酒場で見つけたジョッキを持ったままうたたねしている兵士
親を先頭にフィールドを横切っていくマンモスの群れ

 MMORPGのクエストというと、「○○を10個持ってこい」とか「○○に話を聞いてこい」といういわゆるお使いクエストと呼ばれるものが一般的だ。もちろん「WoW」のクエストでも圧倒的にお使いは多いのだが、他のMMOでは真似ができない部分がある。1つは、あまりにもマップが広いので、何回も何回も同じものを倒してこいと言われることがない。これだけのマップを1回で使い捨てなのか? と驚愕するほどに惜しみなくどんどん狩場が移っていく。インスタンスではないダンジョンも無数にある。

 さらに、単に倒すだけ、話すだけではないクエストもたくさんある。フライングマウントに乗って、空中から逃げ回る人を救出するクエスト、空から大量の敵を爆撃するクエスト、爆弾を投げつけてマンモスを粉砕するクエスト、敵に化けて拠点を偵察するクエストなどなど、他のゲームではあまり体験できないような凝ったクエストがたくさん用意されている。中にはギャグもあれば、悲劇もあり、ほっこりする話もある。NPCが一緒に戦ってくれるものも少なからずある。プレーヤーが飽きないように、手を変え品を変え、場所を変えて連続していくクエストをこなしているうちに、気が付くとレベルが上がる。

 メインストーリーに関わるクエストや、序盤の種族別クエストは、豪華なカットシーンや、マップのオブジェクトを動かすような大掛かりな演出のクエストが楽しめる。最新の拡張パック「Legion」の序盤など、無数の敵味方のNPCに囲まれ映画のように迫力のあるシーンの連続だった。

 だが、「WoW」の作りこみはクエストだけではない。
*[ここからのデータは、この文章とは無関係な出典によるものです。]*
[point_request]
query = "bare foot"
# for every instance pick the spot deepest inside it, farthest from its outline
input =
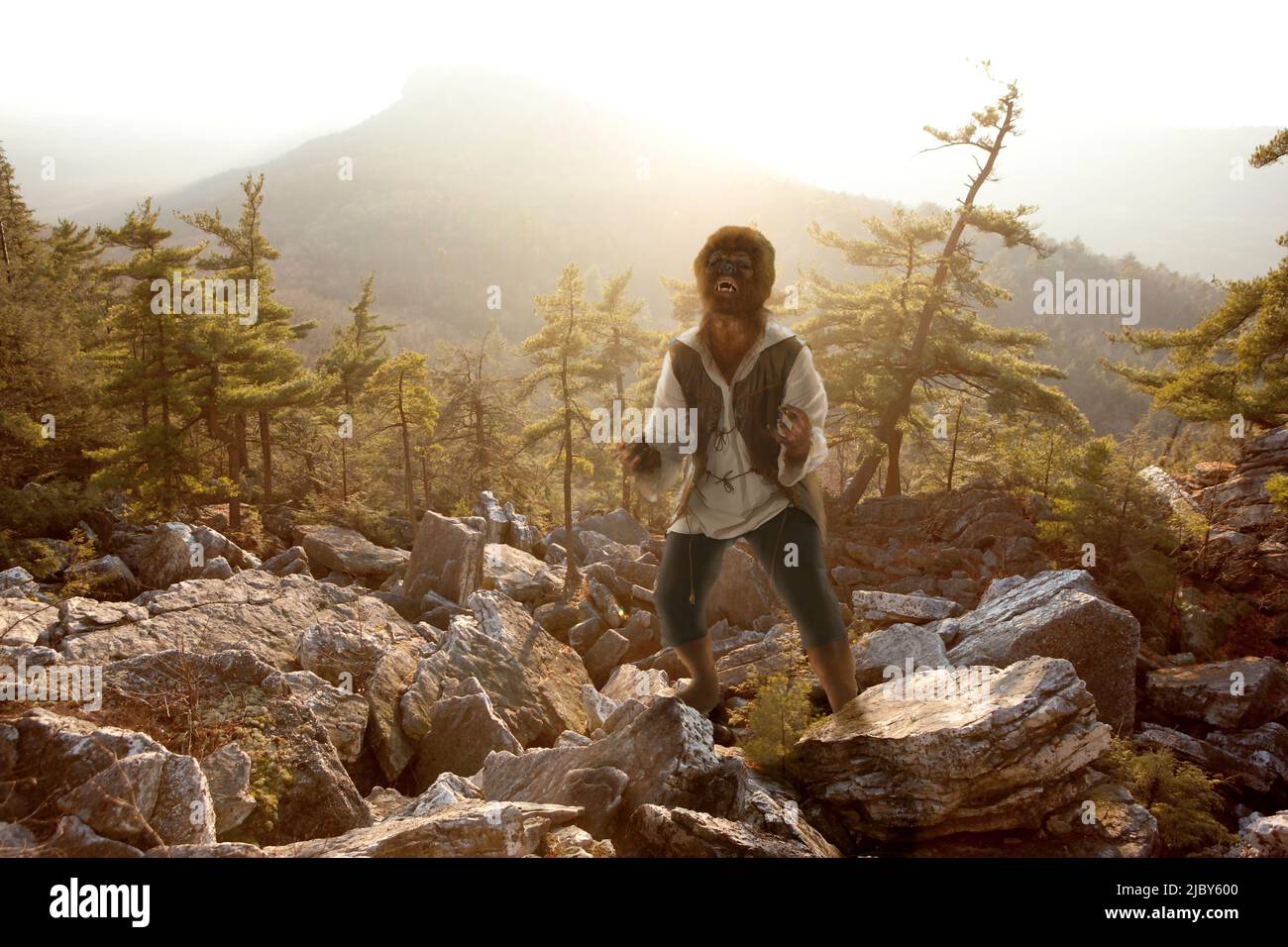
(702, 696)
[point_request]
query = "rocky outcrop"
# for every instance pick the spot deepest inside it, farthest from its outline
(1106, 822)
(254, 609)
(168, 556)
(447, 557)
(988, 753)
(344, 714)
(655, 831)
(505, 526)
(107, 578)
(24, 621)
(300, 788)
(349, 553)
(519, 575)
(1057, 613)
(661, 754)
(881, 605)
(897, 650)
(532, 680)
(948, 545)
(471, 828)
(1231, 694)
(116, 785)
(463, 729)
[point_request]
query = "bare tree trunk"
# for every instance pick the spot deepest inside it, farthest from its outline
(407, 474)
(859, 482)
(952, 455)
(893, 446)
(266, 451)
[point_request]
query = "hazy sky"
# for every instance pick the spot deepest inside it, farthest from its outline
(840, 90)
(282, 67)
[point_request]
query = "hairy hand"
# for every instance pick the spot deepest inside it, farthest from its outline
(794, 432)
(639, 458)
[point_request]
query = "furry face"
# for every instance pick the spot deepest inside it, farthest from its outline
(734, 270)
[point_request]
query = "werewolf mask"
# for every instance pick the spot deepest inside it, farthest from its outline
(734, 272)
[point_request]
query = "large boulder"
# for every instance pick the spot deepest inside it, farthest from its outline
(24, 621)
(300, 788)
(660, 754)
(254, 609)
(944, 751)
(1059, 613)
(348, 552)
(519, 575)
(119, 785)
(656, 831)
(741, 592)
(106, 578)
(343, 712)
(881, 605)
(1232, 694)
(463, 731)
(168, 556)
(532, 680)
(447, 557)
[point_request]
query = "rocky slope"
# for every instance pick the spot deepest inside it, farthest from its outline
(343, 698)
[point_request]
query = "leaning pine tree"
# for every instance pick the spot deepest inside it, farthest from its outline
(565, 356)
(915, 331)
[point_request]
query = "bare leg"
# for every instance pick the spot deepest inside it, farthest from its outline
(703, 689)
(833, 664)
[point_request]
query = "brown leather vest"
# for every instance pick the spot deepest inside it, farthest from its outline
(756, 398)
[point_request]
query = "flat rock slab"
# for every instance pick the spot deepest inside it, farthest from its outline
(336, 549)
(934, 761)
(471, 828)
(254, 609)
(1057, 613)
(912, 608)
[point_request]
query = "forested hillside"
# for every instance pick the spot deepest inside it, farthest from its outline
(436, 201)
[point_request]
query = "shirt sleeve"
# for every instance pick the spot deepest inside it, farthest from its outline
(668, 394)
(805, 390)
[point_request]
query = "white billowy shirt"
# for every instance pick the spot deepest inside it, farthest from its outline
(730, 499)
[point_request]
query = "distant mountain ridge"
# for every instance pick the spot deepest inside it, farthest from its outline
(476, 179)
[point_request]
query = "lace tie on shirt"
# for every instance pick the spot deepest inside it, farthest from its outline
(726, 479)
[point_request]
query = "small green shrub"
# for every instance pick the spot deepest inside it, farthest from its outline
(1180, 796)
(777, 716)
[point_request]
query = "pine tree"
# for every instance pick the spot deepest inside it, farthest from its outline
(874, 342)
(619, 342)
(145, 360)
(399, 397)
(481, 419)
(563, 352)
(352, 360)
(270, 373)
(18, 227)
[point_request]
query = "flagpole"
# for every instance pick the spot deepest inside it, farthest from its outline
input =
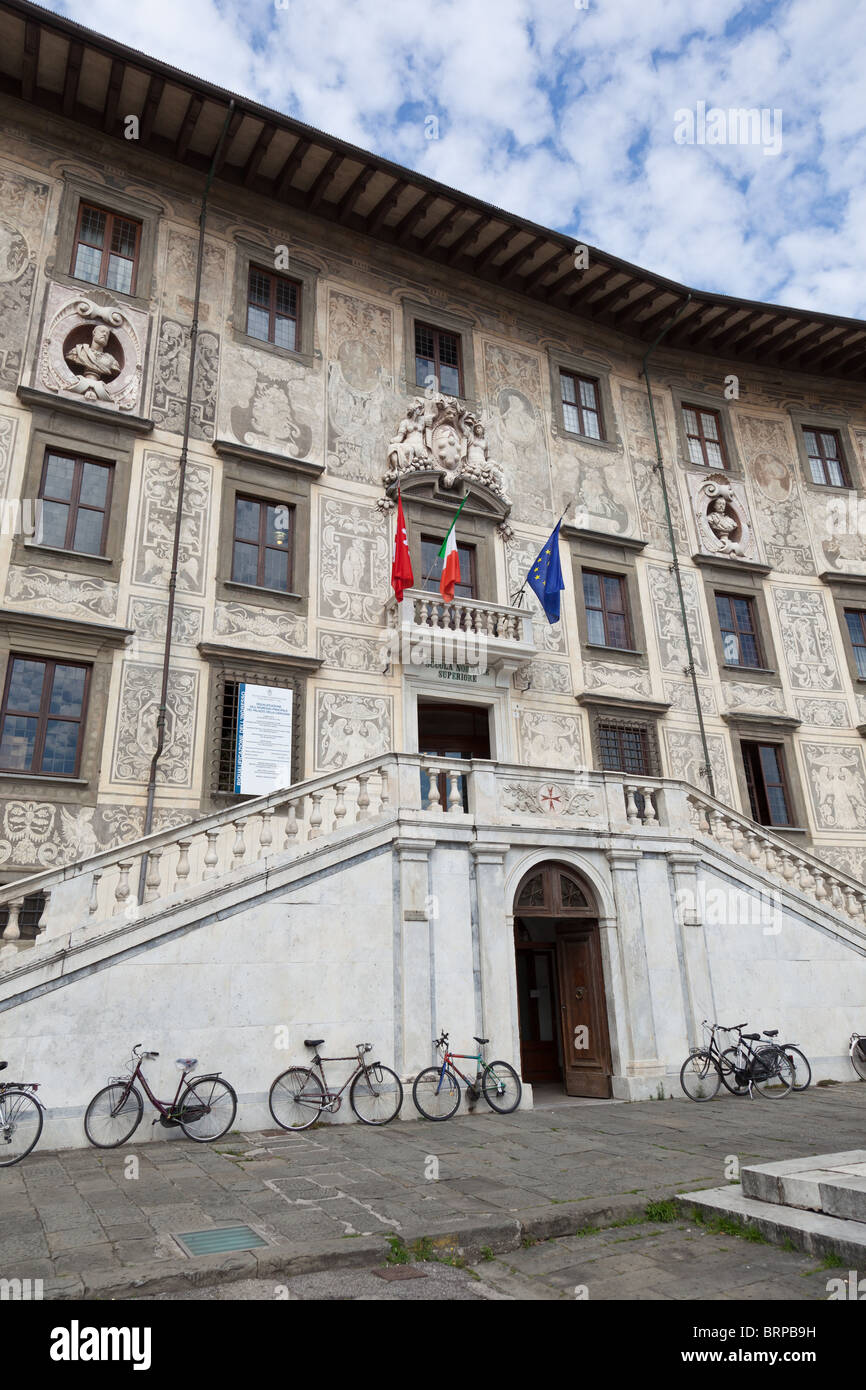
(516, 597)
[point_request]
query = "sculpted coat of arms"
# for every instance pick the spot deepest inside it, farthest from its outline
(442, 435)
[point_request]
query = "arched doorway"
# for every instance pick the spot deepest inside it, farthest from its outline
(560, 983)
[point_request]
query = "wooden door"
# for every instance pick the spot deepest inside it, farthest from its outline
(583, 1011)
(538, 1014)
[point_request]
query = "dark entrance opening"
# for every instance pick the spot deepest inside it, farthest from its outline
(452, 731)
(560, 984)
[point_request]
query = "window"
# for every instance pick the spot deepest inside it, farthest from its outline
(75, 499)
(581, 410)
(606, 606)
(765, 774)
(704, 437)
(42, 716)
(262, 546)
(438, 355)
(623, 748)
(855, 620)
(106, 249)
(826, 460)
(738, 624)
(431, 567)
(273, 309)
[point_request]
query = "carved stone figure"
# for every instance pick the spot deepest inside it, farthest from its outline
(441, 435)
(96, 364)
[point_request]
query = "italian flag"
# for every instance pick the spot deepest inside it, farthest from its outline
(451, 560)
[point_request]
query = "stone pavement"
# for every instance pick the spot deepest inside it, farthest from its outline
(96, 1223)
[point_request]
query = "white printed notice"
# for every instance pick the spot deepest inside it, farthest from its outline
(264, 740)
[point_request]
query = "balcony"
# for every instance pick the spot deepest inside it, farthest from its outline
(464, 637)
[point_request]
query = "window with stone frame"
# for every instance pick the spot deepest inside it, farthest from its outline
(768, 783)
(704, 437)
(75, 495)
(855, 622)
(826, 458)
(106, 248)
(438, 355)
(581, 405)
(263, 544)
(273, 309)
(606, 608)
(42, 717)
(740, 631)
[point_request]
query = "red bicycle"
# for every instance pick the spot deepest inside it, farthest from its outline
(205, 1111)
(437, 1090)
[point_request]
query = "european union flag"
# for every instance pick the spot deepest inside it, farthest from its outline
(545, 577)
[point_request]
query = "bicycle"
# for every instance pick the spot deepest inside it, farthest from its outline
(437, 1089)
(298, 1096)
(21, 1119)
(856, 1051)
(741, 1069)
(205, 1111)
クエストの途中で立ち寄る小さな村や町の生き生きとした作りこみ、森や沼地、海の中の説得力ある自然の造形こそが、本作最大の魅力だと言ってもいい。

 旅館の厨房で、巨大な肉片を相手に包丁を振るっているシェフや、酒場でジョッキを握りしめたままうたたねしている兵士。なぜか1人で踊っているモンスター、子供を襲うと突進してくる親モンスターなど、「WoW」の風景には実に人間臭い遊び心がそこかしこに盛り込まれている。風景の中に「おっ」とほほ笑んでしまうような風景を見つける瞬間は、このゲームで最も楽しい時間だ。

【メインストーリー】
「Warlord of Draenor」の冒頭シーン。巨大なポータルからDraenorに侵入する緊迫した展開が一連のクエストで進行する
「Legion」の冒頭シーン。チャプター式のクエストになっており、達成条件をクリアすることで、ストーリーが進んでいく。どちらも周囲にいるのはすべてNPC

「WoW」は親切設計でソロでもどんどん遊べる

 ここまで読んで少しは「WoW」に興味をもっていただけただろうか? 「でも英語がなあ」という人には、本当のところ、英語はわからなくても何とかなるとお伝えしたい。もちろん読めたほうがいいし、他のユーザーとコミュニケーションが取れた方がいいのだが、マップ上に灯るクエストアイコンを追っていくだけで話は進んでいくし、「ダンジョンファインダー」を使えば適正レベルのダンジョンに勝手にマッチングしてくれる。何をすればいいのかわからなくなったら、おすすめコンテンツから次のクエストをスタートさせることもできる。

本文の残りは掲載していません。